Passou finados não fui lá, aniversário também não.
Pra quê, se pra chorar qualquer lugar me cabe?
É de tanto lembrá-los que eu não vou.
Ôôôô pai
Ôôôô mãe
Dentro de mim eles respondem
tenazes e duros,
porque o zelo do espírito é sem meiguices:
Ôôôôi fia.

Esse é um dos meus preferidos. Mas dói ler. Ah, se dói. No poema, Adélia Prado começa anunciando a excepcionalidade da dor de cabeça, que nada tem a ver com uma enxaqueca e na verdade é uma forma de dizer que ela raramente pensa na morte. Daí ela entra no assunto propriamente dito: como a orfandade se relaciona com a eternidade. Gosto principalmente do trecho em que ela diz que nasceu no lugar onde estão enterrados os pais “um pé de saudade roxa” e que “quem plantou foi o vento, a água da chuva”, para logo em seguida desconcertar o leitor com um verso simples: “quem vai matar é o sol”.
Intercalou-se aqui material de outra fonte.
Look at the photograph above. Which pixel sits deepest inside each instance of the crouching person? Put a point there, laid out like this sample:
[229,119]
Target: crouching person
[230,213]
Na parte final do poema, vem um quê de culpa, imediatamente aplacada pela triste realidade da morte. “Pra quê, se pra chorar qualquer lugar me cabe?”, pergunta Adélia Prado, recorrendo depois ao que meu amigo João Filho descreveu muito bem: um gemido longo e sofrido que mal cabe em todos aqueles ôôôôs. O gemido é aplacado pela voz tenaz e dura dos pais porque, atenção!, “o zelo do espírito é sem meiguices” – algo que o verso final, cheio de... meiguice, contradiz.

Se você chegou até aqui, obrigado. Essa foi minha tentativa de despertar seu interesse pela obra de Adélia Prado. Agora voltemos ao carnaval.